La force majeure de la série réside dans ses personnages. Basant son histoire sur une famille, il est important que ses membres soient intéressants et aient des interactions pertinentes. La série coche toutes les cases. Nous retrouvons des personnages aux caractéristiques différentes, dont les objectifs ne sont pas toujours identiques. La série parvient à donner de l'importance à chacun des membres de la famille, jusqu'aux amis Kevin et Veronica. Chacun apporte sa propre vision du quotidien d'une famille démunie, des enfants (Carl, Debbie, Liam) aux adultes (Fiona, Kevin, Veronica), en passant par les adolescents (Lip, Ian). Tout au long des onze saisons, nous sommes à leurs côtés. Nous les voyons prendre de bonnes décisions et, très souvent, de mauvaises. Dans tous les cas, ils ne finissent pas comme on aurait pu l'imaginer.

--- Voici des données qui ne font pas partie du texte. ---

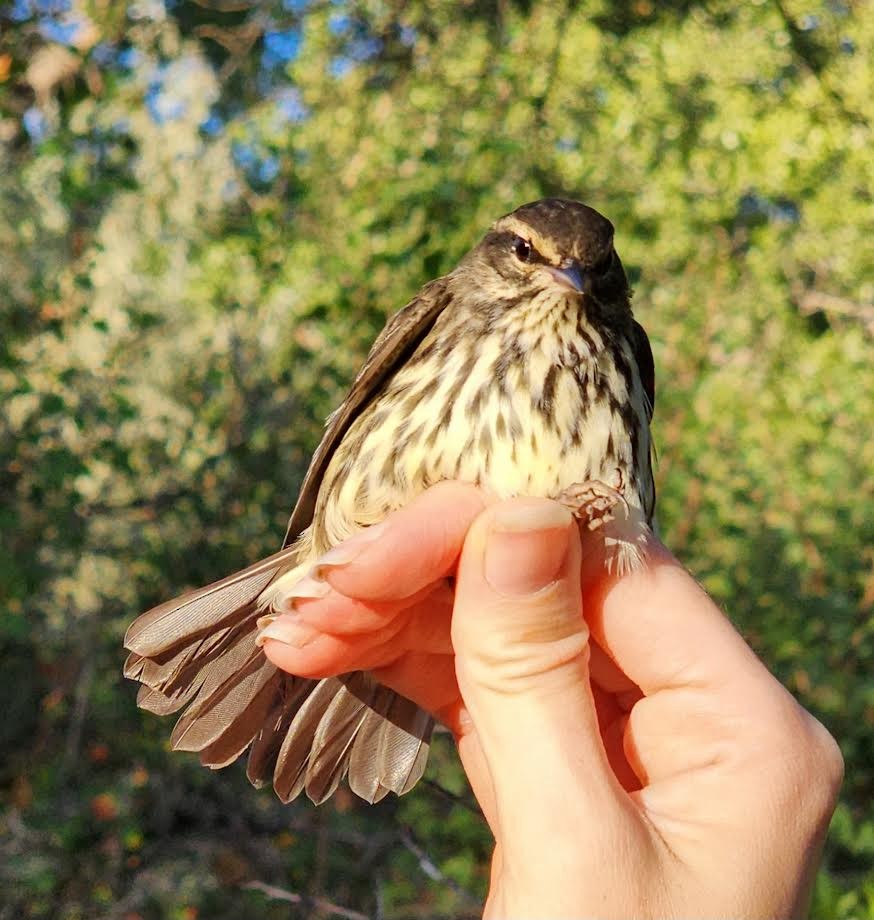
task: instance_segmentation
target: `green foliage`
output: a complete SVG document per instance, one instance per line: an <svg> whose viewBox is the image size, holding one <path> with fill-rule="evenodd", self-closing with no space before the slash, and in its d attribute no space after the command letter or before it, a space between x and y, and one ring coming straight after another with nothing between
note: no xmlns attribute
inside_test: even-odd
<svg viewBox="0 0 874 920"><path fill-rule="evenodd" d="M476 913L462 804L282 808L167 756L119 647L275 549L386 316L564 193L653 341L666 541L844 750L814 915L874 918L874 17L20 0L0 30L0 913L296 909L249 879ZM464 795L447 746L432 773Z"/></svg>

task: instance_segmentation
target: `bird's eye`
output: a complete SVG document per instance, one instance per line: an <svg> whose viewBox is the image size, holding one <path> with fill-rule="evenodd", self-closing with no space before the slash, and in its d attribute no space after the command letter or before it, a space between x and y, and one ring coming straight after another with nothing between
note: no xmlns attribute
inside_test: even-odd
<svg viewBox="0 0 874 920"><path fill-rule="evenodd" d="M521 236L517 236L513 239L513 255L520 262L530 262L531 261L531 244L528 240L523 240Z"/></svg>

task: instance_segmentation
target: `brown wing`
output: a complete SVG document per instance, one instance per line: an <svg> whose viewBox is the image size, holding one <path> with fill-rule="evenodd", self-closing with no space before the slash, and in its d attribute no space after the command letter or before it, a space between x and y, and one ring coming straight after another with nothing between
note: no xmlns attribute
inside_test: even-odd
<svg viewBox="0 0 874 920"><path fill-rule="evenodd" d="M649 337L644 331L643 326L636 320L632 323L631 329L631 347L634 349L634 357L637 360L637 369L640 372L640 382L643 384L643 391L649 400L646 407L646 414L652 421L652 414L655 410L655 361L652 357L652 348L649 344Z"/></svg>
<svg viewBox="0 0 874 920"><path fill-rule="evenodd" d="M425 338L448 302L446 278L431 281L388 321L377 336L349 395L328 417L327 429L313 454L297 504L291 512L283 547L293 543L312 522L322 477L343 435L376 396L382 384Z"/></svg>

Prenons l’exemple de Lip : dès les premières saisons, on nous fait comprendre qu'il s'agit d'un petit génie voué à intégrer une grande école qui lui permettra de quitter son quartier défavorisé. Or, les choses ne se passent pas comme prévu : il se fait exclure de son université pour avoir entretenu une relation avec une de ses enseignantes, et pour avoir commis des actes de dégradation. Il sombre ensuite dans l’alcool, tente d'arrêter, rencontre une jeune femme qui tombe enceinte, décroche un emploi dans un garage en tant que mécanicien, et reste à vivre dans son quartier de Chicago.

Son frère Ian était lui aussi promis à un bel avenir, dans l’armée. Mais, en raison de sa bipolarité, il n'est pas autorisé à s’y inscrire. Il trouve finalement du travail en tant qu'ambulancier, avant de se faire licencier. Chaque membre de la famille Gallagher n’évolue finalement que très peu et, à la fin de la série, tous restent à Chicago. Shameless ne laisse jamais ses personnages apprendre de leurs erreurs, ne leur permet jamais de véritablement s’améliorer. Ils sont comme voués à l’échec. Et pourtant, on s’y attache et espère qu’ils finiront par prendre les bonnes décisions. Cela vaut aussi pour le père, Frank, dont on attend toujours, aussi détestable soit-il, qu'il fasse preuve d'affection envers ses enfants.

Ce qu’il y a de beau dans cette série, c’est la solidarité entre les membres de la famille.

Ce qu’il y a de beau dans cette série, c’est la solidarité entre les membres de la famille. Car, malgré les difficultés et conflits, ils sont toujours là l’un pour l’autre. Cela tient pour une grande part au talent des acteurs, à commencer par Emmy Rossum (époustouflante dans le rôle de Fiona), Jeremy Allen White (l'épatant Lip, en particulier à partir de la saison 4) et William H. Macy (qui rend le personnage de Frank aussi exécrable qu'appréciable et imprévisible).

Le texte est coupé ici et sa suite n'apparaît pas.